In this phase, properties associated with all vertices are updated using the user-defined `Apply` function. `Apply` uses input values from the vertex property array `VProperty`, the constant vertex property array `VConst` stored in memory and the temporary vertex property array `VTempProperty` computed from the processing phase to make necessary updates to the vertex property array. The `ActiveVertex` array keeps track of which active vertices changed their property values in this phase.

### Bandwidth

As the number of cores on chips increase, off-chip bandwidth is becoming a big wall. The off-chip bandwidth is divided between traffic to memory and traffic from memory. The traffic from memory is mainly due to cache misses. The traffic to memory occurs due to blocks evicted from last level cache to be sent down to the memory.

From the last level on-chip cache to memory is due to the writes sent to the memory whenever a block in LLC is evicted and is dirty. The block chosen to be evicted depends on the replacement policy of LLC. the victim block is then written to the memory.

## Microarchitecture

Each module corresponds to one or more lines of pseudocode written above, and their physical characteristics are obtained using the implementation methodology described later on.

### Modules

The Sequential Vertex Read performs sequential memory read accesses given a starting address. It buffers one cacheline worth of data and passes the vertex properties one at a time to the output queue for the consumption of the next pipe stage. This module is used in stage `P1` of the `Processing` phase, and `A1` and `A2` of the `Apply` phase to read `VProperty` and `VTempProperty`.

The Sequential Vertex Write performs sequential memory writes given a starting address. It takes the data to be stored from the input queue and writes it to its internal buffer. When its internal buffer has a cacheline worth of data, it performs a write request to memory. This module is used to store the updated `VProperty` in stage `A4` and `ActiveVertex` in stage `A5` during the `Apply` phase.

The Random Vertex Read/Write performs random reads and writes given a vertex id. It is used to read the destination `VProperty` in stage `P4`, read and write `VTempProperty` in stage `P7` and `P9`.

The EdgeID Read performs a read from the preconstructed `EdgeIdTable` given a vertex id and outputs the `eid` of the first edge associated with the input vertex id. Implementations of this module are different for the base and the optimized Graphicionado pipeline.

The Edge Read performs random and sequential reads of the edge data given an `eid`. The initial access is random but subsequent accesses are sequential. All edge data streamed in are examined for their `srcid`. The module continues fetching edge data from the memory as long as the `srcid` of the fetched edges matches the `srcid` of the edges being processed.

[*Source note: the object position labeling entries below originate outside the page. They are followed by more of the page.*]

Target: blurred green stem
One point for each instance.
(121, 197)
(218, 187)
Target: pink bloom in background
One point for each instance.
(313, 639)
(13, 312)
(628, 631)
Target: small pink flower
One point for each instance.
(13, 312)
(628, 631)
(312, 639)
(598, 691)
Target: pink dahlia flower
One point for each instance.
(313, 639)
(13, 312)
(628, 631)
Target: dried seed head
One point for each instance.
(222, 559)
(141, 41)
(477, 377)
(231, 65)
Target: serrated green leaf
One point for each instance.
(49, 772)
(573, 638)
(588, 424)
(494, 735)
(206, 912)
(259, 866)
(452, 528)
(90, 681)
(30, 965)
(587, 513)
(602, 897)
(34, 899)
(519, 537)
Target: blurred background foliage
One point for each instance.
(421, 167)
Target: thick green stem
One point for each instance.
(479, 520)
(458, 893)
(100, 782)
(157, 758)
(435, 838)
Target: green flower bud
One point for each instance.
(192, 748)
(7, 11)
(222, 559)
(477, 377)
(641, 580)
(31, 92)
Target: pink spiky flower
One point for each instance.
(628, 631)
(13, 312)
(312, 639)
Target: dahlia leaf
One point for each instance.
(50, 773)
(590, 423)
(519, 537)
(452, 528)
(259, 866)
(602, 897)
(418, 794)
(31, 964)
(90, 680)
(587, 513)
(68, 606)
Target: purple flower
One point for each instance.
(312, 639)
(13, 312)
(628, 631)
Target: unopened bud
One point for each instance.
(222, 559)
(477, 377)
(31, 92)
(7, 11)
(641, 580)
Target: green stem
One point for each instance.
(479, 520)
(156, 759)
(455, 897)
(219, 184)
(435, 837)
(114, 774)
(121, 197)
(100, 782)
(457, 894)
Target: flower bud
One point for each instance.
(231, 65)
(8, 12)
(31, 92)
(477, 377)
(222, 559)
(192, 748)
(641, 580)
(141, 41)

The Atomic Update performs the update of the destination `VProperty` in three steps. First, the module reads the `VProperty` in stage `P7`, then it performs a `Reduce` computation in stage `P8`, and finally it writes the modified `VProperty` back to memory in stage `P9`. Since this is a read-modify-write update, the process needs to be atomic for the same vertex (i.e. the same vertex cannot be in more than one of these pipeline stages at the same time). This hardware module enforces the atomicity in stage `P6` by stalling the pipeline and blocking the issue of the vertex id being processed when violation of the condition is detected. We use a small 4-way associative CAM-like structure to enforce such atomicity (16 4-byte entries).

### Custom Modules

As previously described, Graphicionado uses three user-defined custom computations, which express the target graph algorithm. There are several options to implement these custom computations:

• Fully reconfigurable fabric (FPGA on-chip/on-package)
• Programmable ALUs
• Fully custom implementations on chip for a set of algorithms.

## Optimizations

There are many algorithms (such as PageRank and CF) that treat all vertices as active. From this, we can make optimizations to the pipeline that satisfy these specific algorithms, essentially all that don't operate with frontiers of active vertices.